The five Platonic Solids are the basis for all other solid geometry. And they have intrigued and inspired great philosophers, astronomers, mathematicians and so many more people from the ancient Greek days to, what is now called (I think), the New Age.

Can even remember Pythagoras (570 - 495 BC), who saw a certain harmony and ideality in the figures and positions of the stars in the sky. We see here a combination of philosophy, astronomy, mathematics (or rather, geometry) and space (in the sense of the already mentioned "ideality"). In order to better understand such a collaboration, you can contact cheap ghostwriters for hire.

Plato (427 - 347 BC) described these shapes and developed a "nuclear" theory based on a prescribed relationship of the cube to earth, the tetrahedron to fire, the octahedron to air and the icosahedron to water. The dodecahedron was unique; it could not be combined with other "molecules" or broken down into different substances. Therefore it became the vessel that holds the world and the universe, the all uniting essential ingredient: the "Quinta Essentia."

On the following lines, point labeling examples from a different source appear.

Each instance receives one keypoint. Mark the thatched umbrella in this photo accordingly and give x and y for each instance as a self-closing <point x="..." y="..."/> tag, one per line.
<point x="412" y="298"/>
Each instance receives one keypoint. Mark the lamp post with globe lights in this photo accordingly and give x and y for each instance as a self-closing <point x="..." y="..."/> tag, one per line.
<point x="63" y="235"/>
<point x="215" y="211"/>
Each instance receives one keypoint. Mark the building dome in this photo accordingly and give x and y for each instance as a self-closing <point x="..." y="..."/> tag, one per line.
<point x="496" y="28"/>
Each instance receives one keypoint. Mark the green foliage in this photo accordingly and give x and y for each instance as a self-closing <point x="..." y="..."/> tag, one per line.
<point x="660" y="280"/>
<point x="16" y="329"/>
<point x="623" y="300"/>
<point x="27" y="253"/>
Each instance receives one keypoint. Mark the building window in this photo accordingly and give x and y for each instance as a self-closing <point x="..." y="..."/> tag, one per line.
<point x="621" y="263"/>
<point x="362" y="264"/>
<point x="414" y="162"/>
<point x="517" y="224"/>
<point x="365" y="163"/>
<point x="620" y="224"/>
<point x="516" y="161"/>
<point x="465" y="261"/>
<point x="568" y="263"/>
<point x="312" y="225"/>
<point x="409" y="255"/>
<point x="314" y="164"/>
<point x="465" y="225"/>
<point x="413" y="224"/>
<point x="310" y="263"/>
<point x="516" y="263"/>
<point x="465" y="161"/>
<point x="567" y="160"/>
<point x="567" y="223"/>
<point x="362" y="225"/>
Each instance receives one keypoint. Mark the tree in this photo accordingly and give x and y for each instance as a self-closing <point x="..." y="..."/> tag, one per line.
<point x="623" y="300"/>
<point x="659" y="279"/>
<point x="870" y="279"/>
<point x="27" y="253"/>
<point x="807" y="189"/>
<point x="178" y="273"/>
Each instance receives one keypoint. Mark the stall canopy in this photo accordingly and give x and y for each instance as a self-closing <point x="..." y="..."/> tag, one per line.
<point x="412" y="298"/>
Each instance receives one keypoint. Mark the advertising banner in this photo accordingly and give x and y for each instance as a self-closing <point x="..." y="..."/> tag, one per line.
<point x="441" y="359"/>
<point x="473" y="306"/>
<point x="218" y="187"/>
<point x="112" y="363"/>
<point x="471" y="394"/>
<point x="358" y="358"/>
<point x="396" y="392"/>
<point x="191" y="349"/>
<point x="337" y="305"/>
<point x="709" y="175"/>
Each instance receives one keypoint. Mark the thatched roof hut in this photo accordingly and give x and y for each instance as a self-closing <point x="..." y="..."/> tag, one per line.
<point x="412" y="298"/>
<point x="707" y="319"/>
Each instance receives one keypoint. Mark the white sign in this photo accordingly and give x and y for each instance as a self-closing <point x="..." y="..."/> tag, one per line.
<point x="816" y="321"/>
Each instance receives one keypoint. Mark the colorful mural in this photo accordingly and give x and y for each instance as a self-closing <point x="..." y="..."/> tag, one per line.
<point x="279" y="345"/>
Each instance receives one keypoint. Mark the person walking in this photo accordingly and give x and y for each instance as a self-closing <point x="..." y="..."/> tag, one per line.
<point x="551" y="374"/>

Archimedes (287 - 212 BC) described thirteen more bodies that he found by truncation, that is cutting the points of a regular solid off in an equal fashion. One of the thirteen can be seen here in this life size paper mock-up of a lamp, describing the regular transition from a cube to an octahedron. It is the middle one, the cuboctahedron.

Johannes Kepler (1571 - 1630 AD), an astronomer, tried to relate the spheres of the Platonic Solids to the orbits of the planets. This proved to be impossible, since the orbits are ellyptical, not circular. He did discover two more regular solids: the stellations of the icosahedron and dodecahedron.

Later, but unawares of the work of Kepler, Louis Poinsot (1777 - 1859 AD) investigated the intersection of vertex figures and discovered the great dodecahedron and the great icosahedron.